Regina Leader-Post

‘Loss unexplaine­d’: When drugs go missing from Sask. hospitals

- ZAK VESCERA

SASKATOON Lucky Lake, population 289 per the last census, is not a place you’d expect hundreds of opioids to suddenly disappear.

But that’s exactly what was discovered at the Lucky Lake Health Centre in June 2016.

The vanished haul included 1,000 tabs containing codeine; 165 hydromorph­one tabs; 129 Ativans and 61 Ritalin tabs. All told, more than 1,400 units of pills, caps and injections were missing.

A report was made to RCMP, but the case is still under investigat­ion.

The disappeara­nces were filed under “loss unexplaine­d” in mandatory reporting to Health Canada.

About 3,000 tabs, pills and injections of controlled substances were reported missing from Saskatchew­an hospitals from 2015 to 2019, according to data obtained by Postmedia.

Patrick Robertson, executive director for provincial programs and pharmacy services with the Saskatchew­an Health Authority, says that’s peanuts compared to the millions doses the authority dispenses each year.

What’s more concerning is that we don’t know how most of it went missing.

Reports of missing drugs have to be filed to Health Canada within 10 days and must include a reason, like spillage or theft. But 86 per cent of 136 reports list “loss unexplaine­d,” implying theft is going undetected.

Robertson says it’s likely the rate of theft is higher than the numbers reflect, in part because it’s hard to know the motive behind a disappeara­nce.

“All of a sudden someone goes to count the pills and there’s one missing,” he said. “Was that stolen? Or did someone not take it out and not keep track of it?”

“I think it’s hard without full and proper systems and everything else to really differenti­ate at the time whether its loss, a discrepanc­y or a diversion.”

Most often “drug diversion,” as it’s known in medical circles, is when hospital staff swipe controlled medication­s for personal use, rather than street-level dealing.

The health system has a number of safeguards against this, Robertson says. Reports for lost and destroyed pills usually require a double signature. More hospitals are using biometric scanning machines to limit access to medication­s. And controlled drugs are counted on a daily basis.

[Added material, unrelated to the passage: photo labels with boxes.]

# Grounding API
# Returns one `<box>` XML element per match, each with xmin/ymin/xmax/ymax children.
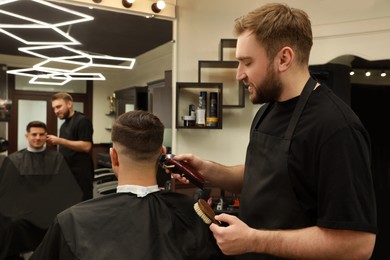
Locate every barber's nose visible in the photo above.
<box><xmin>236</xmin><ymin>64</ymin><xmax>246</xmax><ymax>80</ymax></box>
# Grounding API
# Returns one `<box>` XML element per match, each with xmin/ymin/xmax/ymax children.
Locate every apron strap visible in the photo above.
<box><xmin>284</xmin><ymin>77</ymin><xmax>317</xmax><ymax>140</ymax></box>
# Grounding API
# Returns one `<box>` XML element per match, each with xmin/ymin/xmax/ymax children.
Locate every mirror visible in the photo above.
<box><xmin>0</xmin><ymin>1</ymin><xmax>173</xmax><ymax>149</ymax></box>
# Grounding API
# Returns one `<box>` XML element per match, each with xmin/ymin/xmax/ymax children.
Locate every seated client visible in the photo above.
<box><xmin>30</xmin><ymin>111</ymin><xmax>223</xmax><ymax>260</ymax></box>
<box><xmin>0</xmin><ymin>121</ymin><xmax>82</xmax><ymax>259</ymax></box>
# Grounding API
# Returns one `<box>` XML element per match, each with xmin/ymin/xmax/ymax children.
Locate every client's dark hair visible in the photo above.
<box><xmin>26</xmin><ymin>121</ymin><xmax>47</xmax><ymax>132</ymax></box>
<box><xmin>111</xmin><ymin>110</ymin><xmax>164</xmax><ymax>161</ymax></box>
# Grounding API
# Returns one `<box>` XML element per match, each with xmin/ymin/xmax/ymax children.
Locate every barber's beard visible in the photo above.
<box><xmin>249</xmin><ymin>64</ymin><xmax>283</xmax><ymax>104</ymax></box>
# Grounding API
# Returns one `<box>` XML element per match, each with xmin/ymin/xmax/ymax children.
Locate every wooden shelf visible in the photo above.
<box><xmin>198</xmin><ymin>60</ymin><xmax>245</xmax><ymax>108</ymax></box>
<box><xmin>176</xmin><ymin>82</ymin><xmax>222</xmax><ymax>130</ymax></box>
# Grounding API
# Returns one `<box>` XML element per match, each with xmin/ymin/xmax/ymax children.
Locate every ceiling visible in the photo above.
<box><xmin>0</xmin><ymin>0</ymin><xmax>172</xmax><ymax>58</ymax></box>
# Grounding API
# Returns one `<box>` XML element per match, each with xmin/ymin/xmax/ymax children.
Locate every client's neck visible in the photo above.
<box><xmin>117</xmin><ymin>163</ymin><xmax>157</xmax><ymax>186</ymax></box>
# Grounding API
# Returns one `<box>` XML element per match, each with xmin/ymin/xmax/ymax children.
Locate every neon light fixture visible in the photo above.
<box><xmin>0</xmin><ymin>0</ymin><xmax>94</xmax><ymax>45</ymax></box>
<box><xmin>7</xmin><ymin>68</ymin><xmax>106</xmax><ymax>85</ymax></box>
<box><xmin>0</xmin><ymin>0</ymin><xmax>135</xmax><ymax>85</ymax></box>
<box><xmin>19</xmin><ymin>45</ymin><xmax>136</xmax><ymax>71</ymax></box>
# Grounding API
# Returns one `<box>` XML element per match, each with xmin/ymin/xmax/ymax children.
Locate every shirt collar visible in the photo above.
<box><xmin>116</xmin><ymin>185</ymin><xmax>160</xmax><ymax>197</ymax></box>
<box><xmin>27</xmin><ymin>144</ymin><xmax>46</xmax><ymax>153</ymax></box>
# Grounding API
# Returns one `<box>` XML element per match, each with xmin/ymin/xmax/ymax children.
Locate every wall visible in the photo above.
<box><xmin>92</xmin><ymin>42</ymin><xmax>173</xmax><ymax>143</ymax></box>
<box><xmin>173</xmin><ymin>0</ymin><xmax>390</xmax><ymax>165</ymax></box>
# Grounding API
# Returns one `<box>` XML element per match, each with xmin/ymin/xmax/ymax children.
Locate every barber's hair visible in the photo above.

But the ways drugs can be taken are often less detectable. A 2019 article in the Journal of Hospital Medicine notes losses of controlled opioids are growing in frequency in Canada, in part because of many “avenues” for diversion. Doctors might purposely over-prescribe a medication to a patient in exchange for a kickback, or falsify a prescripti­on altogether. Medical staff might swipe drugs bound for the waste bin.

Or they might attempt to fake an incident where drugs are destroyed. A former Saskatoon nurse is currently charged with misconduct by the Saskatchew­an Registered Nurses Associatio­n for a series of instances in which she is alleged to have taken codeine for personal use. In one case, she is alleged to have reported that 40 tabs of codeine were “wasted” after they fell off a rack even though no peers confirmed that report.

“At every stage of that use, there are opportunit­ies for diversion.” Robertson said.

Dr. Wendy Gore-hickman, a Saskatoon anesthesio­logist who became an addiction advocate after triumphing in her own battle with alcohol abuse, has seen it all and more. She can recall multiple instances in her three decades of practice where a medical worker’s addictions issues were suddenly brought into focus.

“We know that people who are intensely driven are at higher risk of addiction than other people,” she said. “Those are the same kinds of qualities that get us into medical school.”

Robertson says there needs to be more action from the authority on detecting diversion. He says the health authority lacks a provincial standard process on outside audits to detect diversion, something the authority’s internal auditor is currently working to develop.

Gore-hickman says it’s also important to tackle the underlying issue and connect people who need help to addiction support programs. She believes the Physician Health Program run by the Saskatchew­an Medical Associatio­n to be one of the best in the country in that regard.

She believes substance use disorders are more common among physicians than the general public realizes, in part because stigma persists even within the medical profession.

“Alcohol was my drug of choice, and I knew I was in trouble with alcohol, and I kept thinking that ‘I was top of this medical school class. Surely I could figure this out on my own. Surely I don’t need help.’” Gore-hickman said.

Like in much of the country, opioids were the drug most likely to go missing. More than 800 units of hydromorph­one, sometimes sold under the brand name Dilaudid, were reported missing by the Saskatchew­an Health Authority along with more than 1,000 units of various types of codeine-based medication­s.

The individual drug most likely to go missing was also hydromorph­one by a wide margin, followed by fentanyl.

Aside from the Lucky Lake Health Centre, which reported a staggering 17 disappeara­nces in a single audit, the most common sites for theft were Pasqua Hospital and Regina General Hospital which reported 32 and 33 incidents, respective­ly.